Центральная идея гумбольдтовского сочинения заключается в том, что язык — это понятие в книге большей частью являет собой благонамеренный лексический субститут Революции — следует рассматривать не как мертвый продукт, но как созидающий процесс. Язык есть не результат деятельности (эргон), а деятельность (энергейя), это постоянно возобновляющаяся работа духа, бесконечный живительный порыв. Определение языка как деятельности духа, подчеркивает Гумбольдт, адекватно уже потому, что бытие духа вообще может мыслиться только в деятельности и в качестве таковой; все застывшие, мумиеобразные состояния, например письменная фиксация речевого действия, не имеют ничего общего с истинной природой языка, осуществляющего себя лишь в акте его порождения.

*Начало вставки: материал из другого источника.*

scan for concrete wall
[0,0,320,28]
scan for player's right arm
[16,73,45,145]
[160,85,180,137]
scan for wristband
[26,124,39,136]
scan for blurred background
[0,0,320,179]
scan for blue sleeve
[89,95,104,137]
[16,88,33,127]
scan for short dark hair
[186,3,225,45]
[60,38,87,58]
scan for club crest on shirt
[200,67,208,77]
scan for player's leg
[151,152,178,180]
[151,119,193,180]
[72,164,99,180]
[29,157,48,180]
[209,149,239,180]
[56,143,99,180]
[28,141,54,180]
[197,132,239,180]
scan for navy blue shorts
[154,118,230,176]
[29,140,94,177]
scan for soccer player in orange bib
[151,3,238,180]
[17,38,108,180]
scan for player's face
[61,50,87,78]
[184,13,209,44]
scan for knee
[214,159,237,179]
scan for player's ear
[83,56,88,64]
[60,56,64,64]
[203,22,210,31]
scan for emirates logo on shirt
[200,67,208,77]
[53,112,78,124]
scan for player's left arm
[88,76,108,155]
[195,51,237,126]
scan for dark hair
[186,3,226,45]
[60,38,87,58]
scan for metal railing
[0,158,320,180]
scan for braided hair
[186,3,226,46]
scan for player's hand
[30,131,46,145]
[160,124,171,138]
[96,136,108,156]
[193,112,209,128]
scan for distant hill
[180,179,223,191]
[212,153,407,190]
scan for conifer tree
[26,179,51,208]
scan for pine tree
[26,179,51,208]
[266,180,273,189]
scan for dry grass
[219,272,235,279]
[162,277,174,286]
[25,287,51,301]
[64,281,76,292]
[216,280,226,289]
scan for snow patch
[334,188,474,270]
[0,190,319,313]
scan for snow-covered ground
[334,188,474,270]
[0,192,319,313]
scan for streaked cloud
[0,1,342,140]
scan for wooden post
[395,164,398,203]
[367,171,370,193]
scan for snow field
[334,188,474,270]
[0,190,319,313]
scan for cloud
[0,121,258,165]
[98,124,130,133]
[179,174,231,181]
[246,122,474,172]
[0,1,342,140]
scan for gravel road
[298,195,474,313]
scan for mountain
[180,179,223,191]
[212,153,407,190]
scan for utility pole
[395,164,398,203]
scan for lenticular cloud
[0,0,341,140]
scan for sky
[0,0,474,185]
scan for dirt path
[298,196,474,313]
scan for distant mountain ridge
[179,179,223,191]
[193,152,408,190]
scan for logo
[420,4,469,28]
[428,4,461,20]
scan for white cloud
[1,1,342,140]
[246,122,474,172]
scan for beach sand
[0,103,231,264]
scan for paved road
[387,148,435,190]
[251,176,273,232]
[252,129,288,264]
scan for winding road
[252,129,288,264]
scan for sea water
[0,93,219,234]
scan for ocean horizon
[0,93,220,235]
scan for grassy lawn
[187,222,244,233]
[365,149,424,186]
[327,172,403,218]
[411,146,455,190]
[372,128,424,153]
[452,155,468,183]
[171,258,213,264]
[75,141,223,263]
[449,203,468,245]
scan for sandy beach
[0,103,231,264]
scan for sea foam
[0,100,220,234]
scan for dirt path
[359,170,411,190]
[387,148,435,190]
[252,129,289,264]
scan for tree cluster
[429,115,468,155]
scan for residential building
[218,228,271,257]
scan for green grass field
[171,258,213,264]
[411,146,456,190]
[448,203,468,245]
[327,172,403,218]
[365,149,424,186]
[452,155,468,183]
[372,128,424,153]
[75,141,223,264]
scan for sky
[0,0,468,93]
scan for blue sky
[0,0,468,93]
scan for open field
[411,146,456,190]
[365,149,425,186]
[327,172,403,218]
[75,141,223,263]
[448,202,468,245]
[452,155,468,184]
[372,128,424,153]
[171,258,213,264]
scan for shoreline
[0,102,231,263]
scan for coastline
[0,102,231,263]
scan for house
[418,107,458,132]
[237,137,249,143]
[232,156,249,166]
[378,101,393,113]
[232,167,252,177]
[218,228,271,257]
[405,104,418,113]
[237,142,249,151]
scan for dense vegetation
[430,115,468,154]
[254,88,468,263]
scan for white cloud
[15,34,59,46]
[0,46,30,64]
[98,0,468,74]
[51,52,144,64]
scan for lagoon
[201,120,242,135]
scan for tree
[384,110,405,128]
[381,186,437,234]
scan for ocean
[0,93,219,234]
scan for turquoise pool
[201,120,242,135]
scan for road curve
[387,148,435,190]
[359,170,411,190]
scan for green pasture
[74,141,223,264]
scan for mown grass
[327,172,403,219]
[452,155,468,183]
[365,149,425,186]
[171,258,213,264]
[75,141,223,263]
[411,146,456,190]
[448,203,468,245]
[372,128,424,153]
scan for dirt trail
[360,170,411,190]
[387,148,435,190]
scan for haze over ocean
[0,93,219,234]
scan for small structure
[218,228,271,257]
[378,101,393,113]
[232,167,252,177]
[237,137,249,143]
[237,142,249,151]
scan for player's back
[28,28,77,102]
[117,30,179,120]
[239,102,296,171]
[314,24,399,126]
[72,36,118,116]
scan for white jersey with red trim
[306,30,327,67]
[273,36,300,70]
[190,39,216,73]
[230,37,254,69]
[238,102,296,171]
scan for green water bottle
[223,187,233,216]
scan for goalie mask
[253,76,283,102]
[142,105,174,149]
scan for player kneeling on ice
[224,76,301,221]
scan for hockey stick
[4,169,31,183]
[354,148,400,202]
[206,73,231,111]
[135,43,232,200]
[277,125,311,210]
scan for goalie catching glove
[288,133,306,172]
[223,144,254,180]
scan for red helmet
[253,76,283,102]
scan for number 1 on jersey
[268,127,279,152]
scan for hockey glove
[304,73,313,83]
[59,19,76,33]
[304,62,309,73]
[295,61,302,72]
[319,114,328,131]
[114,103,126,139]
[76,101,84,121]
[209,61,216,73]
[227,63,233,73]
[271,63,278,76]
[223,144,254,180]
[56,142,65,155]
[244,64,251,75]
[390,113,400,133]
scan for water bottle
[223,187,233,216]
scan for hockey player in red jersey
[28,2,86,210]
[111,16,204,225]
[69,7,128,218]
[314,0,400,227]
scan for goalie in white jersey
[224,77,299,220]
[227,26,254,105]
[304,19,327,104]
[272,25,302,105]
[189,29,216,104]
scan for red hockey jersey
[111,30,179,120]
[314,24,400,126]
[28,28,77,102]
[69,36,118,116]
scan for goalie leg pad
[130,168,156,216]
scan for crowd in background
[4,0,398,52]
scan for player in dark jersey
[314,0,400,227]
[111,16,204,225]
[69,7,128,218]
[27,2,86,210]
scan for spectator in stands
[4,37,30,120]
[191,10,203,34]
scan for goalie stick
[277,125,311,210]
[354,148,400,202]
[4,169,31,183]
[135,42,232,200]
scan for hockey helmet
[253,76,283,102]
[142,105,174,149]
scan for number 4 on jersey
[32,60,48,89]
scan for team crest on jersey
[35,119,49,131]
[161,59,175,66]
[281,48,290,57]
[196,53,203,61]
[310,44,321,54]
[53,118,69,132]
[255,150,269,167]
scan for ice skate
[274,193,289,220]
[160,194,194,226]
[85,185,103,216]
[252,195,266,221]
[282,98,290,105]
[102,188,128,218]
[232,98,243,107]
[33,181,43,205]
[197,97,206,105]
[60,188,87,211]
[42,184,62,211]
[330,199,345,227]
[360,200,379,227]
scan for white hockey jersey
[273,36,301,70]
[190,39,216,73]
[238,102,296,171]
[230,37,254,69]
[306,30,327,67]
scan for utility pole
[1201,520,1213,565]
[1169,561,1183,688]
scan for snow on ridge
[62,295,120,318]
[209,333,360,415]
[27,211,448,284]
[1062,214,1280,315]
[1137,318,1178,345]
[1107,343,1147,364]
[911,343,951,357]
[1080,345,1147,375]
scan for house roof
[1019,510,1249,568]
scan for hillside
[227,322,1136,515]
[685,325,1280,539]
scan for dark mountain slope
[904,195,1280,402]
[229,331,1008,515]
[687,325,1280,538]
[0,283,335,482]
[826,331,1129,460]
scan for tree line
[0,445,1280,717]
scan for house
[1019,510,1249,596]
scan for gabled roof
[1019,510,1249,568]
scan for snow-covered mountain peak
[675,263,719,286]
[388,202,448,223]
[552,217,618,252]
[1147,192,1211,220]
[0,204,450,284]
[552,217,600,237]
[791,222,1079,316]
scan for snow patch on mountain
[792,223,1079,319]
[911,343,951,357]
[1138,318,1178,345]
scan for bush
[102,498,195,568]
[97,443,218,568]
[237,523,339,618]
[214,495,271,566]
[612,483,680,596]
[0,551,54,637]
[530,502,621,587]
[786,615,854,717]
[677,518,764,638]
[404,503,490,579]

Но таково и строение Революции, которая тоже не эргон, а энергейя, не знающий остановок порыв и прорыв. Она может быть только перманентной, все остальное суть блеф, мимикрия, обман с торчащими ослиными ушами. И стоит Р. заговорить о паузе, передышке, о переходном и реконструктивном периоде, якобы необходимом ей для нового победоносного броска, как она немедленно обращается в свое отрицание, в гипсово-мраморную смерть: Реакцию. Единственно верное толкование Р. — максималистское и несбыточное, потому что она есть требование невозможного, язык невозможного, который, как только что было сказано, обретает себя исключительно в бесконечном акте его порождения.
К созидательному творчеству, к самореализации духа неприменимы понятия цели и пользы. Чистая перманентная энергейя не ведает об эргоне, о результате и конечном продукте: вся эта шайка объявляется в тот несчастный момент, когда измученный дух, тяготясь свободой, выбирает мертвую букву, когда донельзя уставшая Р. находит себе у(с)покоение в теле крокодила Реакции, когда ее принудят к такому решению, помахав бритвой у горла, а потом все равно зарежут. В середине и в конце 20-х годов всем, имеющим глаза, чтобы видеть, и уши, чтобы слышать, стало ясно: Р. завершилась, иссякла, дала учинить над собой извращенное групповое насилие. Утопическая энергейя масс, отрицающая любую выгоду, пользу и конечный продукт за исключением Царства Божия на земле (едва ли кто-нибудь назовет это царство эргоном), задохнулась в роговом панцире разбойничьей бюрократии, в затхлости ее учреждений, исполкомов, советов и «других полиций» (Герцен). Все молекулы административного и общественного устройства были заполнены новым бюрократическим классом, который вытеснил, а чуть позже убил несколько поколений повстанцев-творян, устранил слой спецов и прагматиков нэпа, принимавших общую логику обновления, и по-вурдалачьи выкачал из пролетариата всю кровь. Искусство того времени изнемогает от ужаса происшедшего, который выражал себя как в публично заявленных текстах (например, «Причины происхождения туманностей» А. Новикова), так и в тех, что, подобно «Котловану», были обречены на подземную жизнь. Не помешает напомнить, что А. Платонова в названном сочинении волновала не онтология бытия, как это сегодня стараются доказать, а то, чему он стал свидетелем и о чем осмелился письменно сообщить, — гибель надежды на справедливость, исчезновение жизни в народе. Но искусство, отчаявшись в своей способности теургически повлиять на действительность, не шло дальше пассивной фиксации катастрофы, оно больше не вспоминало об утраченной власти над миром и только страдальчески дожидалось кончины, получив ее строго по расписанию.